# Looking for - Oven Roasted Filet Mignon Recipe



## bumblebee (Dec 3, 2008)

I'm looking for a good recipe for roasting a whole filet mignon (terderloin) in the oven. My mom used to buy a whole one and roast it in the oven every year for our Christmas dinner. I've done some research and most of the recipes I've found have you sear it first on all sides in a skillet then move it to the oven. Any recipes or tips would greatly be appreciated. Thanks!


----------



## ed buchanan (May 29, 2006)

In a home kitchen you most likely don't have a pan big enough to sear a whole tenferloin. I would suggest a roast pan on top of the 2 burners to do this. Almost all catering ,hotels and restaurants sear first then oven it seals in all the juices and flavor.:lips:


----------



## bumblebee (Dec 3, 2008)

Thanks for the tip Chefed. I notice you're from Palm Beach. We've spent many vacations in Delray Beach - still have some family there. Delray is full of great restaurants! One of our favorite places to visit!


----------



## koukouvagia (Apr 3, 2008)

I sear as well and finish in the oven with a thermometer reading of no more than 120. Make sure it is up to room temperature before you start the cooking process. Before I sear I like to rub with a paste made of olive oil, garlic, thyme, pepper, salt, paprika, or even rosemary. You can even put some horseradish or mustard in the paste too, whatever flavors you're looking for. Sear on all sides until it reaches a golden crust and then straight into the oven in the same pan to finish. 350-375.


----------



## ed buchanan (May 29, 2006)

Your quite welcome. And yes there are some very good restaurants in Delray 2 Georges, Bannana Boat, a lot of good seafood places.


----------



## boar_d_laze (Feb 13, 2008)

It's a bit tangential to what you're asking, but for a whole tenderloin, consider searing on the grill (if you have one, weather permitting), then finishing with indirect heat in the grill, or in the oven. You'll get a much better flavor and texture on the bark, and a roast as important as a tenderloin is worth the extra trouble. 

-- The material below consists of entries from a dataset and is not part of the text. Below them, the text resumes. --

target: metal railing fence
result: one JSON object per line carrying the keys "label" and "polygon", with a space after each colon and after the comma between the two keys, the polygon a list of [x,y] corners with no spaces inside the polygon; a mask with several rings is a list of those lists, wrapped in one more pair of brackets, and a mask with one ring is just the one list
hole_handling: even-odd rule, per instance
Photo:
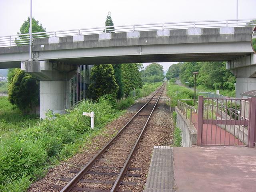
{"label": "metal railing fence", "polygon": [[[160,30],[182,29],[216,27],[244,27],[256,25],[256,19],[230,19],[209,21],[185,21],[102,26],[77,29],[32,33],[33,39],[50,37],[64,37],[99,34],[104,33],[143,31]],[[114,30],[114,31],[113,31]],[[9,47],[29,44],[29,34],[0,36],[0,47]]]}
{"label": "metal railing fence", "polygon": [[78,71],[69,80],[70,105],[71,108],[82,100],[90,98],[89,85],[90,72],[94,65],[80,65]]}
{"label": "metal railing fence", "polygon": [[210,92],[198,92],[199,95],[202,95],[204,97],[208,98],[230,98],[230,97],[224,96],[221,94],[216,94]]}
{"label": "metal railing fence", "polygon": [[189,119],[190,124],[192,124],[192,113],[196,113],[196,108],[188,105],[182,101],[198,101],[198,100],[194,99],[180,99],[178,100],[177,107],[178,109],[182,113],[183,115],[186,116],[186,118]]}
{"label": "metal railing fence", "polygon": [[[249,104],[243,106],[244,102]],[[250,119],[255,118],[255,112],[253,116],[250,112],[255,111],[256,107],[252,104],[251,99],[199,96],[198,145],[248,146],[250,132],[252,130],[250,130]],[[250,116],[246,118],[245,116],[248,111]],[[255,125],[252,129],[254,127]]]}

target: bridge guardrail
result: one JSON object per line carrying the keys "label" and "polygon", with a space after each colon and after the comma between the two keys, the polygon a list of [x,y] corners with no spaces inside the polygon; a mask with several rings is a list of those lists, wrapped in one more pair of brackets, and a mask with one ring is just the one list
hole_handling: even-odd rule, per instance
{"label": "bridge guardrail", "polygon": [[[161,30],[216,27],[244,27],[256,25],[256,19],[231,19],[210,21],[185,21],[123,26],[104,26],[78,29],[32,33],[33,39],[50,37],[64,37],[114,32]],[[29,44],[29,34],[0,36],[0,47],[11,47]]]}

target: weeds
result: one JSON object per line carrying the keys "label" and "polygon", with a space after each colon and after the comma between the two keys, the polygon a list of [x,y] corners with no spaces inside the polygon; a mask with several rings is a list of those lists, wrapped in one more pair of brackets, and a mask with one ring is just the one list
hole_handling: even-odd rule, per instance
{"label": "weeds", "polygon": [[182,146],[182,131],[176,126],[173,132],[173,144],[175,147]]}
{"label": "weeds", "polygon": [[[82,115],[83,112],[92,111],[95,115],[93,132],[90,118]],[[28,121],[26,128],[16,127],[15,131],[2,137],[0,191],[24,191],[31,181],[44,175],[51,163],[74,155],[81,149],[83,141],[94,135],[91,133],[100,133],[99,129],[122,114],[102,98],[97,103],[82,101],[68,112],[64,115],[49,113],[48,118],[37,125]],[[8,122],[6,118],[4,121]]]}

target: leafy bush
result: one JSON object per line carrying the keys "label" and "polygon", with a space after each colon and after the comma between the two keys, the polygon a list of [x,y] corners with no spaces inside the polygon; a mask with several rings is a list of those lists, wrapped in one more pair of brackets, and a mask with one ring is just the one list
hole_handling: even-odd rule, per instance
{"label": "leafy bush", "polygon": [[122,100],[117,103],[116,108],[118,110],[125,109],[134,104],[134,100],[132,97],[128,97],[124,100]]}
{"label": "leafy bush", "polygon": [[39,81],[20,69],[14,70],[14,76],[9,86],[8,99],[25,114],[39,104]]}
{"label": "leafy bush", "polygon": [[170,78],[170,80],[169,80],[169,82],[170,83],[175,83],[176,81],[176,78]]}
{"label": "leafy bush", "polygon": [[[169,83],[167,87],[167,95],[171,99],[171,106],[177,106],[178,99],[193,99],[194,92],[187,88]],[[187,101],[188,105],[193,105],[193,101]]]}
{"label": "leafy bush", "polygon": [[8,91],[8,82],[6,81],[0,81],[0,93],[7,93]]}
{"label": "leafy bush", "polygon": [[111,97],[116,98],[118,86],[111,64],[95,65],[92,68],[90,78],[92,83],[89,90],[92,99],[98,100],[106,94],[111,94]]}

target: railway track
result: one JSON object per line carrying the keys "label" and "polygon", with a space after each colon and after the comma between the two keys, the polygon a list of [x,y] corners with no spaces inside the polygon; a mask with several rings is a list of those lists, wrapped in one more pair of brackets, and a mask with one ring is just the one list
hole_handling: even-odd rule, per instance
{"label": "railway track", "polygon": [[60,179],[68,182],[64,187],[55,186],[54,188],[62,189],[60,192],[131,192],[118,190],[118,188],[120,185],[137,184],[135,182],[123,181],[124,177],[140,176],[139,174],[129,173],[131,170],[139,172],[140,169],[129,167],[129,164],[165,86],[165,83],[164,83],[116,135],[81,170],[71,170],[70,173],[76,174],[74,177]]}

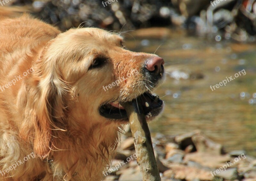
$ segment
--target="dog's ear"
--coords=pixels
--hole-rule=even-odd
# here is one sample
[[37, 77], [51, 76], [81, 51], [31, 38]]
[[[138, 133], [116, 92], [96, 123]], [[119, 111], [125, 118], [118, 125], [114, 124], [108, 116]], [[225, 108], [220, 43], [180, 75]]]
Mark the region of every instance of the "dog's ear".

In fact, I smoke over oak first, 'til not quite rare, then sear and finish over a very hot, wood coal fire. Complex and a bit expensive, requiring a smoker. a separate grill, two oak fireplace quarter logs to make enough coals for an 8 minute sear, and the timing to make the whole thing work out -- but again, worth the extra trouble.

Whether you go sear/oven, all oven, or use one of my outdoors suggestions, don't forget to trim the tail and truss the roast into a nice, tidy package before cooking. You'll appreciate it later when you carve. 

BDL


----------



## teamfat (Nov 5, 2007)

Haven't we had this 'seal in the juices' discussion before?

mjb.


----------



## dillbert (Jul 2, 2008)

>>>Haven't we had this 'seal in the juices' discussion before?

oh indeed - wanna bet we'll have it more again? like forever? <g>

my own experience says there's something to the theory - but there's a lot of definition lacking to the "experiments"

for example, if you start with dry aged beef, what's "left" to seal in? dry aging easily whacks 10% - perhaps 15% of the weight - on a five pound roast that's a cup of water/juice/liquid gone before you start searing/no searing.

the "cut" - my casual observations says a large flat cross grain cut loses "juices" lots faster than a long grain cut of the same size.

that does not explain everything either - a 1 inch thick cross cut steak is way apt more to "go dry" than a 3 inch thick cut - with or without searing - in a pan or on the grill.

I'm very much a proponent of searing - near charring in some cases - for flavor, color & mouth appeal crunch/texture - but I am not relying on that technique to "seal in" the juices making it juicier/whatever.

the adage of "don't poke it with a fork" thing: seared or not seared, if cooked fast at a high temp, poke a roast and juice come out in copious quantities (well, the first couple of pokes, anyway...) cook the same cut low&slow and I don't see that effect.

I call it the balloon effect - when exposed to fast high heat meat shrinks right before your very eyes. poke a balloon and the stuff inside comes out. low&slow I don't see that effect - or perhaps I don't see it because I get tired of watching?


----------



## abefroman (Mar 12, 2005)

That's not true, Alton Brown did an experiment on good eats and proved it doesn't seal juices, and you actually wind up with less juice when you do it that way.


----------



## dillbert (Jul 2, 2008)

yup
saw that

problem:
from an engineer's viewpoint, there salada holes in the method, analysis and conclusions.

and actually I happen to like AB's shows . . .


----------



## rpmcmurphy (Jan 8, 2008)

tread lightly, Ed is certainly no fan of Mr. Brown if I can remember.  

Anyways, I have a sort of similar question as the OP, but not really, but Im going to post a new thread, since this one went straight to mythbuster-dom!


----------